Hebert, again out-thinking his enemy, had already withdrawn his men behind the fort to the secondary trench.

When the explosion was set off, it blew a crater in the fort that measured 12 feet deep and 40 feet in diameter.

A Union brigade poured into the yawning breech but instead of finding a clear path, encountered a wall of lead fired by the safely entrenched Louisiana, Missouri and Mississippi troops under Hebert's command.

A war correspondent for the Vicksburg Whig newspaper, who was an eyewitness, said, ''General Hebert, himself present during this engagement, acted with his usual coolness and intrepidity.'' But what military engineering science could not accomplish, starvation could and on July 4, 1863, the garrison surrendered.

The Confederate government soon declared all the surrendered general officers exchanged and returned to duty, but not the enlisted men. So Hebert found himself on duty but without a command.

President Jefferson Davis was on an inspection tour and Hebert consulted with him as to his course of action. The president informed Hebert that Major General W.H.C. Whiting, a classmate of Hebert's at West Point, had requested the Louisianan be made chief of artillery in the Department of North Carolina.
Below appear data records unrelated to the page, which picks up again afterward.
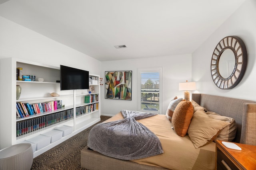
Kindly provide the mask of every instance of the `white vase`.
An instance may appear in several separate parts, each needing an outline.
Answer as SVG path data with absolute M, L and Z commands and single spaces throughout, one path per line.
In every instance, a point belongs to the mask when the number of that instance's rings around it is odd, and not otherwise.
M 16 100 L 18 100 L 21 93 L 21 87 L 20 85 L 16 85 Z

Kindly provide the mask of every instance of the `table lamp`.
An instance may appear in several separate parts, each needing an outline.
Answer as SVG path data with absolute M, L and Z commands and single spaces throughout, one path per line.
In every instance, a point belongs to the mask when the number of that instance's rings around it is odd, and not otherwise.
M 195 90 L 196 90 L 196 82 L 186 82 L 179 83 L 179 90 L 185 91 L 184 92 L 184 99 L 190 101 L 190 96 L 189 92 L 188 91 Z

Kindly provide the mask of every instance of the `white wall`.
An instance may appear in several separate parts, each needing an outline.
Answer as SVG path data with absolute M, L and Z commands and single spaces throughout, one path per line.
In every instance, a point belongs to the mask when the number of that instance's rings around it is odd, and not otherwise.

He was only too happy to accept the offer.

Whiting immediately put Hebert in command of the forts, batteries, troops and defenses at the two mouths of the Cape Fear River, which protected the important seaport of Wilmington the most important of which were Fort Caswell, where Hebert was headquartered, and Fort Fisher.

By the end of 1864 Wilmington was the only large seaport still open to the Confederacy. European goods were flowing through the Union blockade and being forwarded up to Richmond and Robert E. Lee's Army of Northern Virginia.

When the Union finally got around to mounting a serious attempt to take Wilmington in December 1864 and January 1865, they concentrated on Fort Fisher and thus Hebert was on the sidelines at Fort Caswell when Fort Fisher fell on Jan. 15, 1865.

The end of the war soon followed and Hebert surrendered to Federal authorities and was released.

In the hard times that followed he lost his family plantation and took up teaching to support his family. He died Jan. 7, 1901, in St. Martin Parish.